Here’s what the Delta Mayor said:  “I’ve been trying to press this with the mayors for a long time in that it makes sense to take the Canada Line and run it south, over a bridge, and it’s meant to do that, accommodates that. The idea being maybe go out to the ferry terminal, with stops in Ladner and Tsawwassen. Most importantly, it would go through all the southern area, as opposed to the northern area where the Expo Line goes through Surrey”.
We have to look ahead 75 years. It’s a great way to connect communities. I was pretty much poo pooed because they said they want everything on the table. They want, for instance, the Evergreen Line extended. They don’t want even a planning concept forward for a line that will pick up hundreds of thousands of people through that great burgeoning area of Surrey that travel by car everywhere because there’s no option”.
So why after the support of the massive ten lane bridge is the Mayor of Delta so bullish on rapid transit?
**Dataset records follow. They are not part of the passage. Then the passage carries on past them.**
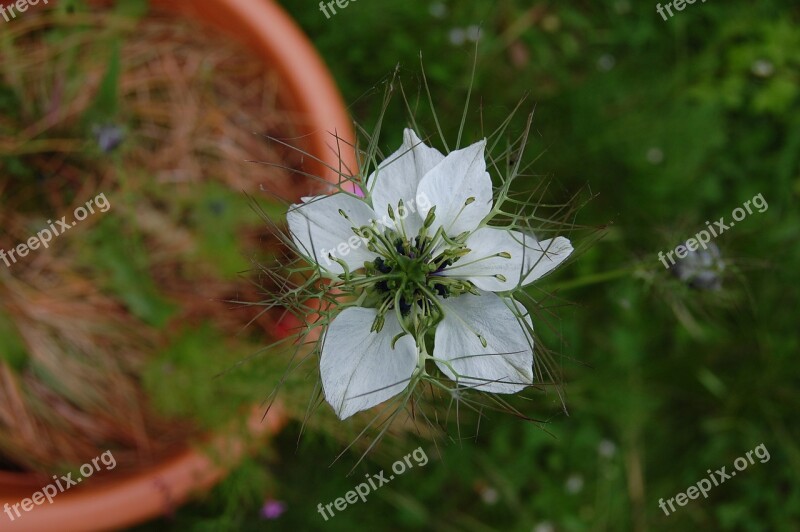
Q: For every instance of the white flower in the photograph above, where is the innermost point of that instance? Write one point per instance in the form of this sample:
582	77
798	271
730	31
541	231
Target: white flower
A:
431	264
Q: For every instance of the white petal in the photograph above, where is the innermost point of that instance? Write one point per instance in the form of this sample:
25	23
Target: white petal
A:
318	229
529	259
359	368
461	175
505	365
398	177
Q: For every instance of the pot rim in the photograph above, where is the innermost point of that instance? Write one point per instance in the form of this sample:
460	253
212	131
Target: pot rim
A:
328	136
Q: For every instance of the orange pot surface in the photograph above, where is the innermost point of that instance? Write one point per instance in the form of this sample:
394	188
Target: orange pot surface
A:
119	501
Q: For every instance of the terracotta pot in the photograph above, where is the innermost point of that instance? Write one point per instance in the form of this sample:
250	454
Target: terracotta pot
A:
122	500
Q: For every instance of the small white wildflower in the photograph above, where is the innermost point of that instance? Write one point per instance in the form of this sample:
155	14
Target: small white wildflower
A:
655	155
607	448
606	62
702	268
622	6
473	33
574	483
439	269
762	68
437	9
490	496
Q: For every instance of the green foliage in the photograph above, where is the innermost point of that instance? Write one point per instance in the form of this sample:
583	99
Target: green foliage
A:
191	378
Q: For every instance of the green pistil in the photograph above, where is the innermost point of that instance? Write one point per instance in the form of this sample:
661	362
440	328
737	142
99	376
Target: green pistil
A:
406	278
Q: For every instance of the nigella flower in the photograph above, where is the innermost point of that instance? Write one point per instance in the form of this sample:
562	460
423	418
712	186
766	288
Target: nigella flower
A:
423	263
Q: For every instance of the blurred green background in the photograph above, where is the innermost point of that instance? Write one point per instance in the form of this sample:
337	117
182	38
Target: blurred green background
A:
663	125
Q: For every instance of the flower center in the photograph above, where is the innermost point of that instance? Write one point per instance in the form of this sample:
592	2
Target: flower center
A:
406	277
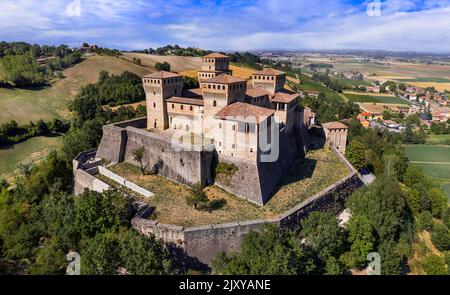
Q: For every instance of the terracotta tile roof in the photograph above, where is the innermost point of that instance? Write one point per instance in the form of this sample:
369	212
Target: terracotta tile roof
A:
244	112
186	100
270	72
224	79
256	92
162	74
215	55
192	93
334	125
284	97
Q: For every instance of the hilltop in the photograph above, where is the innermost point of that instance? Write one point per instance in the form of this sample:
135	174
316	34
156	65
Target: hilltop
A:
50	102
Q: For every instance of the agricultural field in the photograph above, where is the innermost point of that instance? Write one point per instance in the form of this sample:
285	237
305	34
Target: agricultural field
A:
385	99
178	63
320	169
30	151
307	84
434	160
436	139
25	105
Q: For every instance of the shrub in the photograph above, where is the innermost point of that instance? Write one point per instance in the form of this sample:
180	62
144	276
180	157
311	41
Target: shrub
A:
440	237
434	265
198	199
226	168
426	220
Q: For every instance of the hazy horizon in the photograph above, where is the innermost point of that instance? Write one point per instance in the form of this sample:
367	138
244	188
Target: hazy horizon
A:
225	25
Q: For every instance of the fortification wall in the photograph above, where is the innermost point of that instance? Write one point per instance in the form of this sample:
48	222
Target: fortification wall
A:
114	139
186	167
205	242
256	182
85	180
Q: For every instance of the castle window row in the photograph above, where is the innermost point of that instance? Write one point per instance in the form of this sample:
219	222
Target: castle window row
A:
206	75
211	60
222	87
191	108
265	77
166	81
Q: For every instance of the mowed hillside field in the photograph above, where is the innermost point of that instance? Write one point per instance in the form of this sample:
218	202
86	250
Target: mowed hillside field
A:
434	160
51	102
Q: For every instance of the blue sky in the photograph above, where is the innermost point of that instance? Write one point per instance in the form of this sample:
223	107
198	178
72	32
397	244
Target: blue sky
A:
407	25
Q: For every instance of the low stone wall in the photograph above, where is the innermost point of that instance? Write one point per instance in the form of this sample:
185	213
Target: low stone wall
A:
120	140
205	242
122	181
85	180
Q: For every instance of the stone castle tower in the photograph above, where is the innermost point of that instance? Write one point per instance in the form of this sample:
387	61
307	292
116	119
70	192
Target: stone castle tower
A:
270	79
158	87
213	65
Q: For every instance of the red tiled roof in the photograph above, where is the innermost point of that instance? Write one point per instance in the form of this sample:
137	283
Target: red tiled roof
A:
256	92
161	75
284	97
244	112
270	72
185	100
224	79
192	93
215	55
334	125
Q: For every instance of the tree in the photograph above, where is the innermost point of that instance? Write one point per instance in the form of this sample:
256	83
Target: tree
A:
434	265
101	254
440	237
267	253
361	239
356	154
165	66
99	212
141	255
323	234
138	156
438	202
384	205
426	220
198	198
391	261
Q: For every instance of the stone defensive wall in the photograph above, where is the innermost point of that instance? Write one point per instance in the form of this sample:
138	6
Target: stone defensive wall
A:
256	181
205	242
120	140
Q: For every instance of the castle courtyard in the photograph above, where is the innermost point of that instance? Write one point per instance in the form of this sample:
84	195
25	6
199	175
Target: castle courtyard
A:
318	170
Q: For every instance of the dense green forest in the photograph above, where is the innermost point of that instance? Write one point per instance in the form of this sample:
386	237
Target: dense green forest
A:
110	90
19	65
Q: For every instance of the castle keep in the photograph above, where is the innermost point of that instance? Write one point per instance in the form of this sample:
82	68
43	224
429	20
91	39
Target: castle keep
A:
257	126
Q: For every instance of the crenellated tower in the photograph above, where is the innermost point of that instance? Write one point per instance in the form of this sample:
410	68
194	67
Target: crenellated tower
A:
159	87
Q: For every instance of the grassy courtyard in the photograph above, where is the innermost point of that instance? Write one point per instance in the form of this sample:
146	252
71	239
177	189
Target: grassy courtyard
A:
387	99
434	160
319	170
30	151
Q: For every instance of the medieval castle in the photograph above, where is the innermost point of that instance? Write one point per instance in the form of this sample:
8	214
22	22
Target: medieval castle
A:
258	128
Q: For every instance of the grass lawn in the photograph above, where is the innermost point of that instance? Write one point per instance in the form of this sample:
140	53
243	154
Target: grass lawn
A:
24	105
434	160
428	153
374	98
307	84
426	79
29	151
170	197
436	139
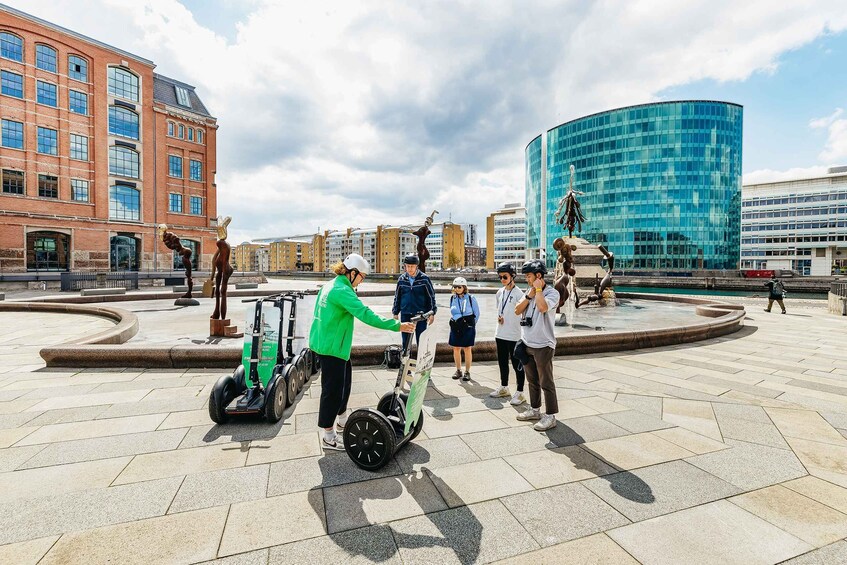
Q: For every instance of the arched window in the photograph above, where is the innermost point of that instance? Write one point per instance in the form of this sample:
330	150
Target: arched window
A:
77	68
123	83
123	122
45	58
123	162
47	251
11	47
123	253
124	203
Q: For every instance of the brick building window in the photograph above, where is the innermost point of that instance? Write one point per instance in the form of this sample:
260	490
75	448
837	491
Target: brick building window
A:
48	141
197	205
78	102
123	83
123	162
46	93
48	186
175	165
123	122
45	58
11	47
13	182
12	84
77	68
124	203
79	190
175	203
12	134
195	170
79	147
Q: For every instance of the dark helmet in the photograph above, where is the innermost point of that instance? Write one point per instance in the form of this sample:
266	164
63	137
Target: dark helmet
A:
506	268
534	266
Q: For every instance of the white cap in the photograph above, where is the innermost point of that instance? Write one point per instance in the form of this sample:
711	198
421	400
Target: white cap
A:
356	261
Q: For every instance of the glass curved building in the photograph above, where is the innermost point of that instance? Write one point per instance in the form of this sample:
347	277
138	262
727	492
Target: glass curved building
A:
661	184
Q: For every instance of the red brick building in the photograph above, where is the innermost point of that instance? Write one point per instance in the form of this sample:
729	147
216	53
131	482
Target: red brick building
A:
96	151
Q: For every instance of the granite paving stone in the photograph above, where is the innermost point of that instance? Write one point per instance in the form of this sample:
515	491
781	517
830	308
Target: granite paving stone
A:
661	489
562	513
718	532
479	533
70	512
457	490
180	538
356	505
218	488
301	516
806	519
750	466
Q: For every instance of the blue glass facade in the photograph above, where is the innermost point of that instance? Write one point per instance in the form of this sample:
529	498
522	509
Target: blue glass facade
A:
661	183
533	193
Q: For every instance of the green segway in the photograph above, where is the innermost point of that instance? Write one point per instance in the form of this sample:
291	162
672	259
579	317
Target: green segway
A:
275	373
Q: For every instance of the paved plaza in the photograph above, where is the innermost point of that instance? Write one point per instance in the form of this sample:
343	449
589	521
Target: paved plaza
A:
732	450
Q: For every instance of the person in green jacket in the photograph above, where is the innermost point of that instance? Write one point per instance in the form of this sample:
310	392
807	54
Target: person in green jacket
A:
331	337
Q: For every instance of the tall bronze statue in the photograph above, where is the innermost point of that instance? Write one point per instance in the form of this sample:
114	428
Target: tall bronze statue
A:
422	232
573	216
173	243
221	269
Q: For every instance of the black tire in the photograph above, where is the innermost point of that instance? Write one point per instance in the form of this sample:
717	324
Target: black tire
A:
276	399
222	394
369	440
290	375
384	404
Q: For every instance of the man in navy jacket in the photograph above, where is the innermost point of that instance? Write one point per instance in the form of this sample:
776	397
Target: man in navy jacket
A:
414	294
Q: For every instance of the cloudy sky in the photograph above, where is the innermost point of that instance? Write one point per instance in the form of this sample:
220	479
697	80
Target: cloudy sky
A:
336	114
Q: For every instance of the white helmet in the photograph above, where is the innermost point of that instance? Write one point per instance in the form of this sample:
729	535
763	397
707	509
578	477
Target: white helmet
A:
356	261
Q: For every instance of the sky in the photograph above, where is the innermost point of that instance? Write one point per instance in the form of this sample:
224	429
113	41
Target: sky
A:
344	113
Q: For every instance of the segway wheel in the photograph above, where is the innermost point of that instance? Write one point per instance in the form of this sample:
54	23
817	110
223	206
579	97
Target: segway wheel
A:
385	403
276	397
222	394
369	440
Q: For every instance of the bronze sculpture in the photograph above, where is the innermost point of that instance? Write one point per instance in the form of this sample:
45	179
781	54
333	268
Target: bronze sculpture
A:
422	232
173	243
221	269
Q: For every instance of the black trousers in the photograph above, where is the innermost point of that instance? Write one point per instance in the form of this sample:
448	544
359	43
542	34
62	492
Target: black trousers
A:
506	353
336	379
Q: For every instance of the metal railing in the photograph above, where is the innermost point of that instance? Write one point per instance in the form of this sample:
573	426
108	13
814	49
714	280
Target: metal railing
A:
119	279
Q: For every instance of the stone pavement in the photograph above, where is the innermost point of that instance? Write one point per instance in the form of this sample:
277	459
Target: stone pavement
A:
728	451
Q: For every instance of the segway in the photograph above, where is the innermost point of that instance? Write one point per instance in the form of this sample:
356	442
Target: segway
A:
276	374
371	437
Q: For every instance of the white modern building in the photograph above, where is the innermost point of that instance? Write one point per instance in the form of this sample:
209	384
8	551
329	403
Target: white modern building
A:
506	236
798	224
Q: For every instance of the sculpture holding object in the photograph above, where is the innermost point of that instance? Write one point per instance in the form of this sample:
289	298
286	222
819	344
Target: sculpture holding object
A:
172	242
422	232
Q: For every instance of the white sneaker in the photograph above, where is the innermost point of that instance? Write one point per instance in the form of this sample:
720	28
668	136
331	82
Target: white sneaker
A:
529	414
501	392
546	422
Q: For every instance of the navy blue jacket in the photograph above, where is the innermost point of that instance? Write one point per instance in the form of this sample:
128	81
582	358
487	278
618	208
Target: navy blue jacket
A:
414	295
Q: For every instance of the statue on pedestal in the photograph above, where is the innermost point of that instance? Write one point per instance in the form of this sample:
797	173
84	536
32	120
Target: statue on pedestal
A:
422	232
173	243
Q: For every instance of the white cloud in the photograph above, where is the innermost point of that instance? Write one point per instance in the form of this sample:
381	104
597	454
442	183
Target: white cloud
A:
339	113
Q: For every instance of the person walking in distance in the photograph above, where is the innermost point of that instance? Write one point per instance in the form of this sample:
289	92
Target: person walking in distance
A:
776	293
507	334
413	295
537	311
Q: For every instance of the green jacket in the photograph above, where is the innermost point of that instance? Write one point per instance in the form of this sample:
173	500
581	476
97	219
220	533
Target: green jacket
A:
332	327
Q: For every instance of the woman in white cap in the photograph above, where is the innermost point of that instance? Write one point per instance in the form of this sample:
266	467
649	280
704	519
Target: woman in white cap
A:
464	314
331	337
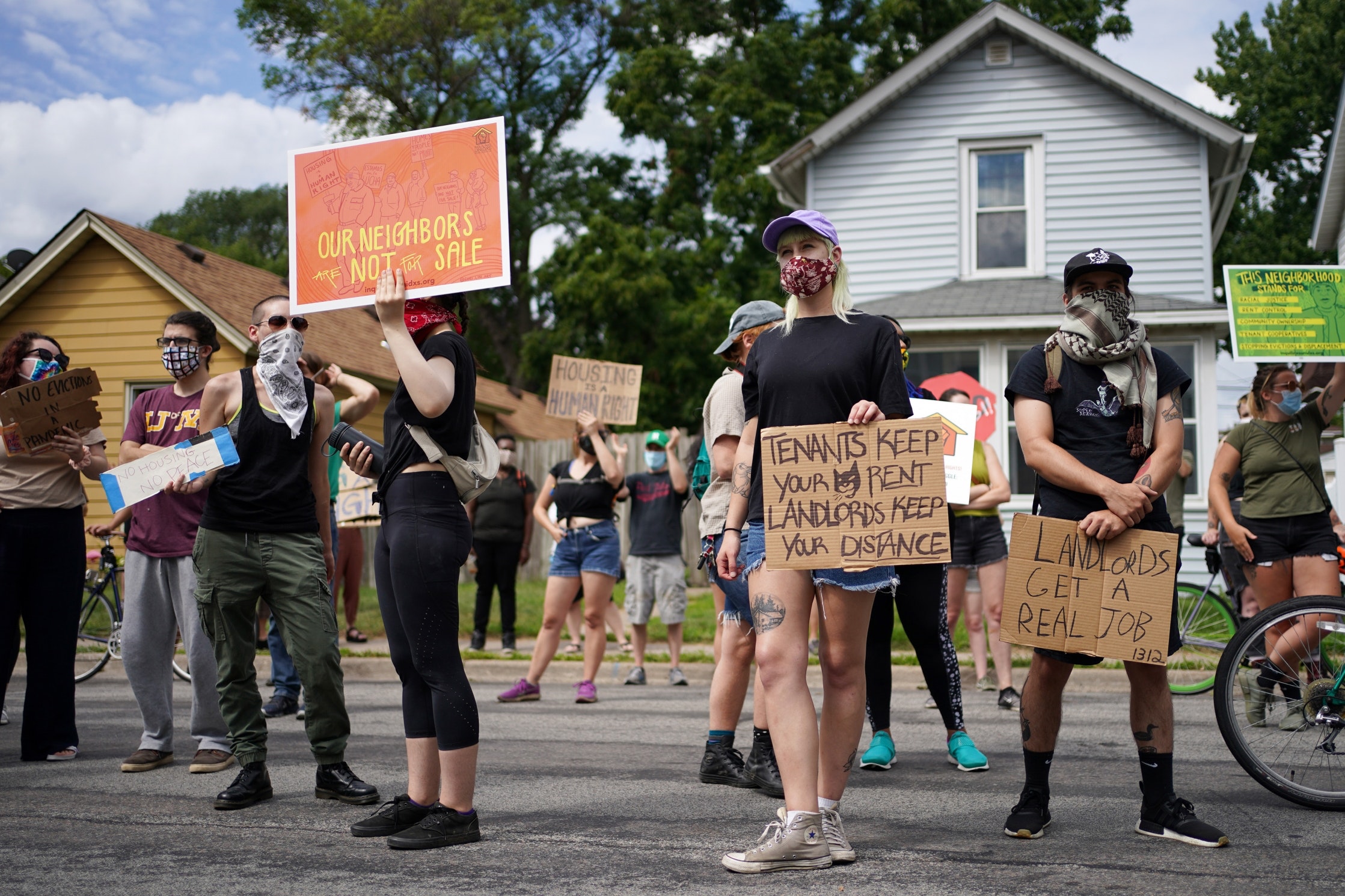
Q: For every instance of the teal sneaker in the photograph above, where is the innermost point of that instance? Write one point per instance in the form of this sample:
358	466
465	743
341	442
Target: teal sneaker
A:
880	754
963	754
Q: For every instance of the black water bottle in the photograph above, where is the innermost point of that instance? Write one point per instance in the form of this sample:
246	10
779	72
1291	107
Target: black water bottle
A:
348	434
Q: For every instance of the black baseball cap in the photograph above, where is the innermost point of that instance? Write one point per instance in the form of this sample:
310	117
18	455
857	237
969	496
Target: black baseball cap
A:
1097	260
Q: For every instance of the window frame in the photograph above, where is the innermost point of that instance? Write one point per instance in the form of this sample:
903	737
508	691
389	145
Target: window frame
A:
1035	198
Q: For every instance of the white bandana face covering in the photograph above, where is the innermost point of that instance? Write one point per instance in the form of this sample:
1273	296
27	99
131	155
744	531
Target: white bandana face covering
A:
277	363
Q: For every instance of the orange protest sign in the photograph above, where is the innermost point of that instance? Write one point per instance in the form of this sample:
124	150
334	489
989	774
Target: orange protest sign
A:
434	203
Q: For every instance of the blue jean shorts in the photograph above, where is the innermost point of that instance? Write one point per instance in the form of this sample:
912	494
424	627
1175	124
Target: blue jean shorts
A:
752	555
595	549
736	605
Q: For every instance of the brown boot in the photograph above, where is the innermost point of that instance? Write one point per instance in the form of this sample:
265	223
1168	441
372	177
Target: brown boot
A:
146	760
209	761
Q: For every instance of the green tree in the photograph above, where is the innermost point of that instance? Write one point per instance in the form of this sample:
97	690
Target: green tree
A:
1284	88
248	225
387	66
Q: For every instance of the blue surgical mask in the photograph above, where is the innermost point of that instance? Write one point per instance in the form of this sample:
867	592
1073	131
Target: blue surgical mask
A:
1293	402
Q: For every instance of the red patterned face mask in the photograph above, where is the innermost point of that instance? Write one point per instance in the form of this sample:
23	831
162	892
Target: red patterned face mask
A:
806	276
421	315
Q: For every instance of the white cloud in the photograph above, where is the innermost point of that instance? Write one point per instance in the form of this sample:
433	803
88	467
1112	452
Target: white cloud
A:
129	162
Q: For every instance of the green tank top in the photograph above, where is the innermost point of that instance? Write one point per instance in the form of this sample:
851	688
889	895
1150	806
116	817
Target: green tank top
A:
979	476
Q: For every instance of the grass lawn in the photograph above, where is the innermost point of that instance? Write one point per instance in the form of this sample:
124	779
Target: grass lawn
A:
697	629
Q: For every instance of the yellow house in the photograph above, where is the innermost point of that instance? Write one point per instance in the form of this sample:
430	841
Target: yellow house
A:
104	288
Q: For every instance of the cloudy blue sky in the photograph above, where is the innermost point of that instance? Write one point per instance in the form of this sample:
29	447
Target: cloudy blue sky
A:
124	105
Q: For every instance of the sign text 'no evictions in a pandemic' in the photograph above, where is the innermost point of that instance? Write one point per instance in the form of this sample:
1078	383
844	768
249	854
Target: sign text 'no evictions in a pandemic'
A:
854	496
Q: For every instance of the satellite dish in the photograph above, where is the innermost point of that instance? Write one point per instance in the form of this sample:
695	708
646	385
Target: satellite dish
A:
18	260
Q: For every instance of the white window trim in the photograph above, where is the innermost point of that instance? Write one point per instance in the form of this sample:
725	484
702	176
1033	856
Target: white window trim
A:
1035	189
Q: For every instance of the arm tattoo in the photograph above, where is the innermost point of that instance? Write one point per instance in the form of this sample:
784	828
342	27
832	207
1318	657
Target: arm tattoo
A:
1175	412
767	613
743	480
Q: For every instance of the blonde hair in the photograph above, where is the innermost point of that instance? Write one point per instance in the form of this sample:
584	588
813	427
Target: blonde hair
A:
841	301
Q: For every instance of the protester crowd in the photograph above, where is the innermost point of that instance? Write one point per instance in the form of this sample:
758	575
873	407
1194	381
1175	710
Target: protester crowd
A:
207	554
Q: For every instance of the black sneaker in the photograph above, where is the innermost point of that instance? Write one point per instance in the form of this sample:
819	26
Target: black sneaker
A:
251	786
1031	817
280	706
762	770
1176	818
723	765
393	817
338	782
441	826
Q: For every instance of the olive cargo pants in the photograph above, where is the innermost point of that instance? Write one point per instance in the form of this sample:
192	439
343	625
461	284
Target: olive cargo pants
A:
284	568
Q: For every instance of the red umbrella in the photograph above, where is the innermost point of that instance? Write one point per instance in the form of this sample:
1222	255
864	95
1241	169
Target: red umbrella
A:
981	397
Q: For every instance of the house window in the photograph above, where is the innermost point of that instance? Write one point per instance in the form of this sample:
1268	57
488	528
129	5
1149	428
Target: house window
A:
1002	231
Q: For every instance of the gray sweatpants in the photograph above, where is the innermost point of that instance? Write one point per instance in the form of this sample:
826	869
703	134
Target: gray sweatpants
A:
161	602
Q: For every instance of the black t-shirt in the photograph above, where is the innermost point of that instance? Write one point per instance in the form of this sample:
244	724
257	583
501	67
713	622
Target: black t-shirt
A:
655	515
1090	424
591	496
816	374
501	508
452	429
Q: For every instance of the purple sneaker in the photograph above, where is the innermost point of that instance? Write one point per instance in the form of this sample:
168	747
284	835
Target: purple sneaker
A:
524	689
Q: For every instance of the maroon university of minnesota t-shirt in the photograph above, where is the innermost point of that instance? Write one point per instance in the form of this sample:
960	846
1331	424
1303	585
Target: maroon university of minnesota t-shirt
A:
166	524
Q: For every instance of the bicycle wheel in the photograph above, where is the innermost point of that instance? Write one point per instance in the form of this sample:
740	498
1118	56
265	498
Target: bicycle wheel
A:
97	623
1192	669
1289	747
179	663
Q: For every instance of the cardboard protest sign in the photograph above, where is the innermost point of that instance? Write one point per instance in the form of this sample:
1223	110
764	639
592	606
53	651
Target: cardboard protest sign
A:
138	480
960	422
607	390
355	500
854	496
981	398
1286	312
430	202
35	413
1067	591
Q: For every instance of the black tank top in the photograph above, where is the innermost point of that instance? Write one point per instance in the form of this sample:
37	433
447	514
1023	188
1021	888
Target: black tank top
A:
268	489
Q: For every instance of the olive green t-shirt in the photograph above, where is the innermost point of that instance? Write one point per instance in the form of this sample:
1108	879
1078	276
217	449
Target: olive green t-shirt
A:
1275	486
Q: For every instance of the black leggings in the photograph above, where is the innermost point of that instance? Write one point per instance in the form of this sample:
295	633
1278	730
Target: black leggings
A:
926	620
421	546
497	566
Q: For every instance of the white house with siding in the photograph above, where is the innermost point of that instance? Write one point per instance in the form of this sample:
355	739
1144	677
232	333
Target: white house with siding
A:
962	183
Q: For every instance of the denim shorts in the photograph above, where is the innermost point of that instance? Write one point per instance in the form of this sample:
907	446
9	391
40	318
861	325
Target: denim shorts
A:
752	555
595	549
736	605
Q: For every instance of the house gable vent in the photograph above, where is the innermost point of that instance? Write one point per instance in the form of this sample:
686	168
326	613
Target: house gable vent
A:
998	53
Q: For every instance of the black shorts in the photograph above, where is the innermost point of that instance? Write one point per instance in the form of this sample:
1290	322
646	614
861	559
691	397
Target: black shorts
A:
1291	537
977	541
1153	524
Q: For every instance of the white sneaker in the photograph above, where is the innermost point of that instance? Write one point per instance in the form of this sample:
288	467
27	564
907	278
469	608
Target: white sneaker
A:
783	847
832	828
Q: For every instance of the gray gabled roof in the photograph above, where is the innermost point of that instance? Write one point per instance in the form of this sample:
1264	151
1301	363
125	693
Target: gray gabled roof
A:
1230	148
1331	204
1022	303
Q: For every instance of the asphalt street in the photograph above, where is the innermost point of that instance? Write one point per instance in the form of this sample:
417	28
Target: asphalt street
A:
603	798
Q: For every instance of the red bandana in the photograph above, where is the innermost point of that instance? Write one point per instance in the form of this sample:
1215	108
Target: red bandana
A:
421	315
804	277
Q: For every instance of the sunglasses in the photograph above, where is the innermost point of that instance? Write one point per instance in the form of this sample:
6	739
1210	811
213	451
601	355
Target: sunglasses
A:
44	355
280	322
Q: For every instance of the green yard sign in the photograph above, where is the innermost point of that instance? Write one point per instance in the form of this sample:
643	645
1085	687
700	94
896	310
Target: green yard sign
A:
1286	312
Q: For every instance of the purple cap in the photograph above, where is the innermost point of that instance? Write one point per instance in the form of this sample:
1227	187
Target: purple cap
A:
814	221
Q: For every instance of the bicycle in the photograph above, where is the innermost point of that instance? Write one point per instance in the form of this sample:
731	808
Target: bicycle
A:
1289	746
1207	624
99	638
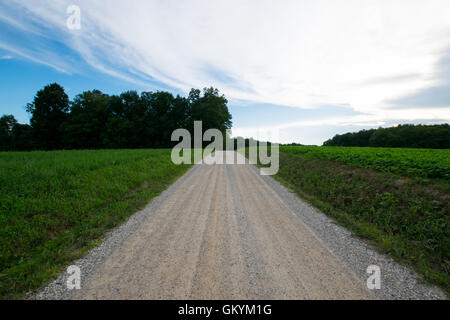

Because if a bridge connecting Delta and Richmond is built, “LRT could run down the middle of the freeway”.
Meanwhile City of Richmond Councillor Harold Steves stated: “The 10 lane bridge is not designed for LRT. Under FOI (freedom of information) Richmond received 1400 pages of bridge plans and a special report on LRT on May 8th. The LRT report states that because of the scattered population LRT would not have enough ridership to warrant putting LRT on the bridge. That would certainly be even more true with a 10 lane bridge.”
Richmond Councillor Steves is getting a little miffed at the Corporation of Delta’s continued one side clamouring for a bridge. Even the  CTV is reporting on the “fake news” Delta is propagating with their $35,000 budget going towards advertising their point of view on newspapers and online. They have even bought the domain “” to garner support for their project. Full page newspaper ads tell readers that “the existing tunnel cannot be sufficiently seismically upgraded,” and would not be “physically capable of withstanding a moderate to severe earthquake.”
“This ad is a really great example of fake news. They’ve taken facts that aren’t in context and put them together to tell us something that isn’t real, Councillor Harold Steves said.”